Summary information and primary citation
- PDB-id
- 8igs; SNAP-derived features in text and JSON formats;
DNAproDB
- Class
- transcription
- Method
- cryo-EM (3.4 Å)
- Summary
- cryo-EM structure of rnap-promoter open complex at lambda promoter pre
- Reference
- Zhao M, Gao B, Wen A, Feng Y, Lu YQ (2023): "Structural basis of lambda CII-dependent transcription activation." Structure, 31, 968. doi: 10.1016/j.str.2023.05.008.
- Abstract
- The CII protein of bacteriophage λ activates transcription from the phage promoters PRE, PI, and PAQ by binding to two direct repeats that straddle the promoter -35 element.

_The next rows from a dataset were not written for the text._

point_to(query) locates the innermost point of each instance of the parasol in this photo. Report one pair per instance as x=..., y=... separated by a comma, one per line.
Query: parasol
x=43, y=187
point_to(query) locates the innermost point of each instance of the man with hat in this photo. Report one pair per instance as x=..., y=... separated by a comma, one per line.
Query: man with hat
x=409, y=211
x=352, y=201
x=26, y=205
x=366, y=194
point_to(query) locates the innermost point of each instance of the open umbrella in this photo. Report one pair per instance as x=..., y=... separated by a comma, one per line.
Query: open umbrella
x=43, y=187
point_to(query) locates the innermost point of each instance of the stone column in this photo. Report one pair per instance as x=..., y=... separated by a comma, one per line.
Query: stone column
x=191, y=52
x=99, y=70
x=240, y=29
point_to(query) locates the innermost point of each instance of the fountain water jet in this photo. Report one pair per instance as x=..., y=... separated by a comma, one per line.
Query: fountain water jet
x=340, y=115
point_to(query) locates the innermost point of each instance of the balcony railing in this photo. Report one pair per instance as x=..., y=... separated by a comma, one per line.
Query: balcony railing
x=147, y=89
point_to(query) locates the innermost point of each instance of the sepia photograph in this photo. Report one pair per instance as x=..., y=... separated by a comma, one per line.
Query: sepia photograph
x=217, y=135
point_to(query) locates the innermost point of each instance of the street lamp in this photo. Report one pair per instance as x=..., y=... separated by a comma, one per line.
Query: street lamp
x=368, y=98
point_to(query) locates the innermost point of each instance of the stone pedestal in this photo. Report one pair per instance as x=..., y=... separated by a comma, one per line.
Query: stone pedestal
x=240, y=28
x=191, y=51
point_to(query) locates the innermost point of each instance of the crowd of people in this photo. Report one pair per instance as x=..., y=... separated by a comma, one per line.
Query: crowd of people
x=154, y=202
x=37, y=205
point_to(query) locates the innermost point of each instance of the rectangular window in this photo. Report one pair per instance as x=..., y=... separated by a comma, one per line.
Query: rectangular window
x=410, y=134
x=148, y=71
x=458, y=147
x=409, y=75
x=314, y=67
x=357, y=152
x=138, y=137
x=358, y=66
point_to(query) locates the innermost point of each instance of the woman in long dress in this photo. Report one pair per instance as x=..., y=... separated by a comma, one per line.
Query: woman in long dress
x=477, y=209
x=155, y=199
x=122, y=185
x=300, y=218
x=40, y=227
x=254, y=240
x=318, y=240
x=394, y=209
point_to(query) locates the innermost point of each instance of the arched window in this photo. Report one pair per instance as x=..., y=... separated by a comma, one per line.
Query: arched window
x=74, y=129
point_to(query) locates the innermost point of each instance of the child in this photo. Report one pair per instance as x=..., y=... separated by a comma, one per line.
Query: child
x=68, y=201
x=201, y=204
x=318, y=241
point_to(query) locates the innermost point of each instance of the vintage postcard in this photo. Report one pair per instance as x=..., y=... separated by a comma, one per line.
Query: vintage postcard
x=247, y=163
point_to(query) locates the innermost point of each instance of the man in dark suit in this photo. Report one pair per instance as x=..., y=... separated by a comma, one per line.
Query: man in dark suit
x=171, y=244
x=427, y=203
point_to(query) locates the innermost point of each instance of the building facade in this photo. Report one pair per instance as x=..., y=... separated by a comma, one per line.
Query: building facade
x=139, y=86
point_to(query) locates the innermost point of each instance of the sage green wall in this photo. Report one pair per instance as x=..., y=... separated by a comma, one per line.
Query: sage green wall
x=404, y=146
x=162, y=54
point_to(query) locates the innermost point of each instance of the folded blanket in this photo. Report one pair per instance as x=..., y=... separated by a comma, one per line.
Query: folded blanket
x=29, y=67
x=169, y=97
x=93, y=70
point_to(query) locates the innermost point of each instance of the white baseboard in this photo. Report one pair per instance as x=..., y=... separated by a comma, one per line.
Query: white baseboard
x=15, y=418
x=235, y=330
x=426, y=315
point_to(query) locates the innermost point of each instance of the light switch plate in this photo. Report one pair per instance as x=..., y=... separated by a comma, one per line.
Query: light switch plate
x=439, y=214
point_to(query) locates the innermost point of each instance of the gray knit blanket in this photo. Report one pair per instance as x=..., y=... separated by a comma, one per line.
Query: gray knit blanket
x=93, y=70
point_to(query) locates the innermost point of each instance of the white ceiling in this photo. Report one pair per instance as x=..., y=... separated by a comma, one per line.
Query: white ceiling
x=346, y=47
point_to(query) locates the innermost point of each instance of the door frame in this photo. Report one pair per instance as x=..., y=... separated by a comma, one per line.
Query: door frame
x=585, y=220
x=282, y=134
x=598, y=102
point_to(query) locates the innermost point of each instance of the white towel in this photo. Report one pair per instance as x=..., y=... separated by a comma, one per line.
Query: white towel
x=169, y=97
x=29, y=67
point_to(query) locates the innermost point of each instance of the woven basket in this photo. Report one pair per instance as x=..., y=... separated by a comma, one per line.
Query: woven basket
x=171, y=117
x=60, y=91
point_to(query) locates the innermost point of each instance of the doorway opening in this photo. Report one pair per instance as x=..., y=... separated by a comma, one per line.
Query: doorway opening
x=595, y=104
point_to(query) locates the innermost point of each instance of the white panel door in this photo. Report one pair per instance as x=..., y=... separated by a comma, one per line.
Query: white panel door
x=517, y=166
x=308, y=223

Although genetic, biochemical, and structural studies have elucidated many aspects of λCII-mediated transcription activation, no precise structure of the transcription machinery in the process is available. Here, we report a 3.1-Å cryo-electron microscopy (cryo-EM) structure of an intact λCII-dependent transcription activation complex (TAC-λCII), which comprises λCII, E. coli RNAP-σ70 holoenzyme, and the phage promoter PRE. The structure reveals the interactions between λCII and the direct repeats responsible for promoter specificity and the interactions between λCII and RNAP α subunit C-terminal domain responsible for transcription activation. We also determined a 3.4-Å cryo-EM structure of an RNAP-promoter open complex (RPo-PRE) from the same dataset. Structural comparison between TAC-λCII and RPo-PRE provides new insights into λCII-dependent transcription activation.